The first contact is the place of contracting. "Standing alone, the place of contracting is a relatively insignificant contact," however, it "rarely stands alone and, almost invariably, is but one of several contacts in the state." 1 Restatement (Second), supra, § 188, comment (e).

The court has scoured the documents provided by the defendant. It has not found, however, anything demonstrating the place of contracting. Accordingly, this court makes no finding regarding the place of contracting.

2

The second contact is the place of negotiation of the contract. The Restatement makes this contact a "significant contact." Id. Again, the defendant has not supplied the court with any documentation on the place of negotiation of the contract. Accordingly, the court cannot consider this contact.

3

The third contact is the place of performance. The comments to the Restatement state that "[i]t is clear that the local law of the place of performance will be applied to govern all questions relating to details of performance."
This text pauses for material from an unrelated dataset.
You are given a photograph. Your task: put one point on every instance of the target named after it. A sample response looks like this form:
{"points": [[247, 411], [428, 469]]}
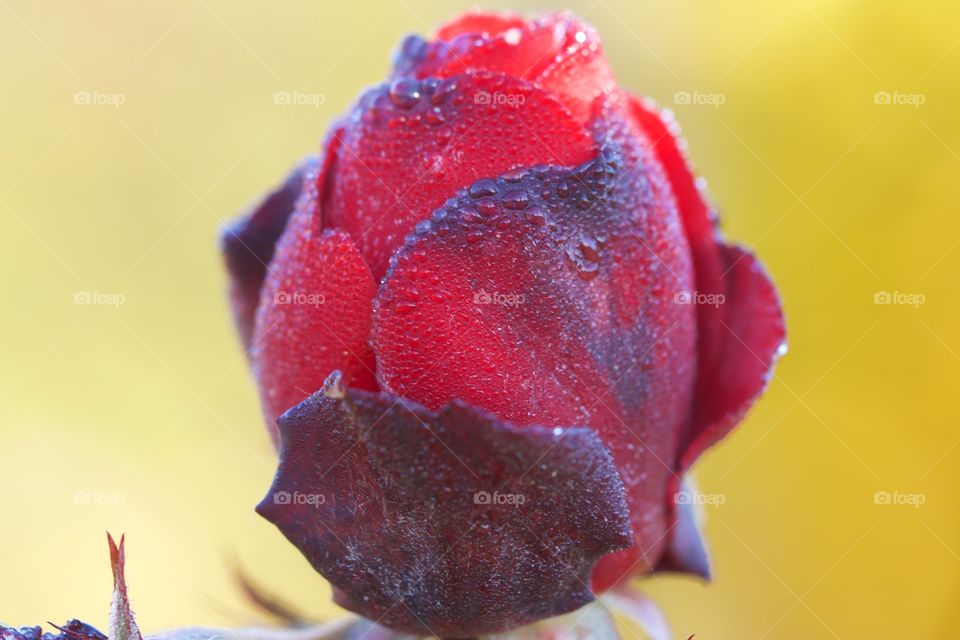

The documentation provided by the defendant fails to relate where the place of performance was. Accordingly, the court can make no finding on where the place of performance would be.

4

The fourth contact is the location of the subject matter of the contract. In the comments of § 188, it provides that "[w]hen the contract deals with a specific physical "thing, such as land or a chattel . . . the location of the thing or of the risk is significant. . . . The state where the thing or the risk is located will have a natural interest in transactions affecting it. Also the parties will regard the location of the thing or the risk as important. Indeed, when the thing or the risk is the principal subject of the contract, it can often be assumed that the parties, to the extent that they thought about the matter at all, would expect that the local law of the state where the thing or risk was located would be applied to determine many of the issues arising under the contract."

This contact also ties in with the location of the insured risk, as discussed in § 193 of the Restatement (Second). The comments to § 193 provide that "[a]n insured risk, namely the object or activity which is the subject matter of the insurance, has its principal location, in the sense here used, in the state where it will be during at least the major portion of the insurance period. . . . [I]n the case of an automobile liability policy, the parties will usually know beforehand where the automobile will be garaged at least during most of the period in question." 1 Restatement (Second), supra, § 193, comment (b). "The location of the insured risk will be given greater weight than any other single contact in determining the state of the applicable law. . . ." Id.

Attached to the defendant's motion for summary judgment is the accident report filed by an Old Saybrook police officer. Within the report, the officer noted that the insured vehicle was registered in New York. Moreover, the driver of the vehicle, Marie Crockwell, was licensed to drive in New York. Both she and Michelle Crockwell have also admitted in interrogatories attached to the motion that they reside in New York.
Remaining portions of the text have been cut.